Tuesday, 30 March 2010

Means of Escape by Penelope Fitzgerald

When a book is given to me with such a title, at such a perfect time I hunker right down that very moment to read it. Not only do I believe books are the perfect escape, but escape, and more precisely a means to it is exactly what I have needed.
This is not an instruction manual, neither is it an adventure tale, but a set of often tragically hollow and compelling stories that leave one more alone and more content than any I have read in a long time. I do not think that any of the stories give the escape the characters want, and many end up giving more to think about the readers situation and how they are settled more than anything. Have you stagnated? Are you possessed of an exploring heart but meagre pockets, or debilitating fear? It may not be time for change, but perhaps it is always time to know where you sit in your own life.

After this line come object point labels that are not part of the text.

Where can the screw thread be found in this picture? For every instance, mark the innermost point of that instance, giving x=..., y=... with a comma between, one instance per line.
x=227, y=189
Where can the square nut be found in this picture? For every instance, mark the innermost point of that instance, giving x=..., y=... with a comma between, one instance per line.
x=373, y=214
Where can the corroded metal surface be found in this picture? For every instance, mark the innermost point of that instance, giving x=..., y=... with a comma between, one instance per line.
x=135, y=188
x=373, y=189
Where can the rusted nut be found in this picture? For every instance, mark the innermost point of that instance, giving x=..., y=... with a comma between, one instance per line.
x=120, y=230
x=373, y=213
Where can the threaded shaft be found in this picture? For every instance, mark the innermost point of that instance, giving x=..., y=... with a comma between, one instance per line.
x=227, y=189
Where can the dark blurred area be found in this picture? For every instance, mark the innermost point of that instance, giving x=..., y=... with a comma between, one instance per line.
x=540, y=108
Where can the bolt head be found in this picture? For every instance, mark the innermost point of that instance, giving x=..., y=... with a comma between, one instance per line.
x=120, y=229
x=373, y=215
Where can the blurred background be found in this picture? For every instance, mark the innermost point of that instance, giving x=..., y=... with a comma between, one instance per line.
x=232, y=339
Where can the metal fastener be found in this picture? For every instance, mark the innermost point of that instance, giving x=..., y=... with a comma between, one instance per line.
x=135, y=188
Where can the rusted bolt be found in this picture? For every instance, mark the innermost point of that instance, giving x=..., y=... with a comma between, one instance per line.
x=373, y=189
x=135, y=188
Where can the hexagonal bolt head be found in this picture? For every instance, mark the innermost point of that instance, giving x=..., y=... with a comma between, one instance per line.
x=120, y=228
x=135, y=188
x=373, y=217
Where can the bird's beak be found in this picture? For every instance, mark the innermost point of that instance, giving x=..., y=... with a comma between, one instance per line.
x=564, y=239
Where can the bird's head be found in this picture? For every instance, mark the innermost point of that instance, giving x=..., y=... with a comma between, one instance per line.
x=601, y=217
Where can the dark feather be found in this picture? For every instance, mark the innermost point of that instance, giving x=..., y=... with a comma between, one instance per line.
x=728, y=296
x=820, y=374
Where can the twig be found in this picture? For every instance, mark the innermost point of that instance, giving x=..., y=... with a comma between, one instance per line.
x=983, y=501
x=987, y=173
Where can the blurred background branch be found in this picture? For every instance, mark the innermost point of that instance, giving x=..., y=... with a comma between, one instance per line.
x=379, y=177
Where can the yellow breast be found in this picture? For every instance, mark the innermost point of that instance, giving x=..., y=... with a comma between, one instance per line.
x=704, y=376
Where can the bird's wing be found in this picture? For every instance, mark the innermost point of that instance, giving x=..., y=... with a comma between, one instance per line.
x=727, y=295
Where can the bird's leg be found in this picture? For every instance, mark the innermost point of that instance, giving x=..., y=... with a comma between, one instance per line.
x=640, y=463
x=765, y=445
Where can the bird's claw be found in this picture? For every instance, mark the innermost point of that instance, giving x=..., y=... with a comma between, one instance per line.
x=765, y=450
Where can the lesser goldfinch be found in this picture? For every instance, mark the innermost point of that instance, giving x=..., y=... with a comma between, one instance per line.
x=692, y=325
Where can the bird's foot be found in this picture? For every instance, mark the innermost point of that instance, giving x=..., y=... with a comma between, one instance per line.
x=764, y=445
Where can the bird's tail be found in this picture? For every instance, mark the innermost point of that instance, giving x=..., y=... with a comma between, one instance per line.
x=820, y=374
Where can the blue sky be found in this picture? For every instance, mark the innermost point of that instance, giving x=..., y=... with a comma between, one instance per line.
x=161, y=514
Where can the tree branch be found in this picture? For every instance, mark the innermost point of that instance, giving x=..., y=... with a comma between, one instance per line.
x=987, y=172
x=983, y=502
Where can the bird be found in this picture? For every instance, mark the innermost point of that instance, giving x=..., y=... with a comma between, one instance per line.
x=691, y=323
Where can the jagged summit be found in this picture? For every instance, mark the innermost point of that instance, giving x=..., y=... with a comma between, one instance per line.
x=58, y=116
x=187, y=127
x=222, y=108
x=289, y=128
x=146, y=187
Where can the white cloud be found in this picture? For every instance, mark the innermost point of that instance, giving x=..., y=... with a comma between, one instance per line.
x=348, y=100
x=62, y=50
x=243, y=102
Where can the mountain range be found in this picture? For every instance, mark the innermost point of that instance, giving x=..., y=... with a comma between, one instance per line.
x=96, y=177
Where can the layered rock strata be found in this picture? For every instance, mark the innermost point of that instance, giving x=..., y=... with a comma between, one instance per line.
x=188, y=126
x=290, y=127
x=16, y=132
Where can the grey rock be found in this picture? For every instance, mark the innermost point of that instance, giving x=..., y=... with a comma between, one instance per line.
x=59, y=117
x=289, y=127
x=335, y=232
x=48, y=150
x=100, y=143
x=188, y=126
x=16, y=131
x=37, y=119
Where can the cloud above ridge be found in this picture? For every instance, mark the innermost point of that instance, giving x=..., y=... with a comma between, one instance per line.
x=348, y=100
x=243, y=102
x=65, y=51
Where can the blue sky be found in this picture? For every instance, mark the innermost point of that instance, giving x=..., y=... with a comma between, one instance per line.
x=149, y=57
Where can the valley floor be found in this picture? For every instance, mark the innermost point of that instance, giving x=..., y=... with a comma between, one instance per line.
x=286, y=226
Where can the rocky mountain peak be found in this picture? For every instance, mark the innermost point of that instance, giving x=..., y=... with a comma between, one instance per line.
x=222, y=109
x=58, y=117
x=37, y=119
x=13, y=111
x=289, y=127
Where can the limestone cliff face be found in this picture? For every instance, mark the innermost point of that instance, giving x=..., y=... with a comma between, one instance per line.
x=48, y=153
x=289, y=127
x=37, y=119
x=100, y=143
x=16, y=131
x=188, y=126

We have the titular story set in 19 century Australia. It could so easily have been a preachers cautionary tale about the wiles of men, instead the preachers daughter originally taken up with an escaped convict, is the one left in her own lonely place we instead of with her, he takes up with am ex-convict spinster woman they employ to do the washing. The lesson- if there is one- is not ‘don’t be caught in the clutches of evil men’ but rather, ‘even a scorned woman has her charms and can be notably superior to a virtuous maiden in some respects’ or at least ‘in the words of Sondheim ‘if you know what you want, then you go and you find it and you get it’.
We also have a painter who wants to capture truth, but has problems both with his subject and his teacher; a child who can’t decide between his possessions, his curiosity and getting money from either; a man who comes for dinner in the middle of a woman’s labour and is unhappy to note that she won’t be cooking; and a man who has lived his live for a company who then lays him off. No one quite fits everyone is incomplete and many of the stories end mid sentence if not mid-breath.

I left my little retreat thinking: If someone looked through a window into my life, would it be one of these stories where the sidelines character steals the show from the main focus? Yes, we are all protagonists, but who drives you plot forward?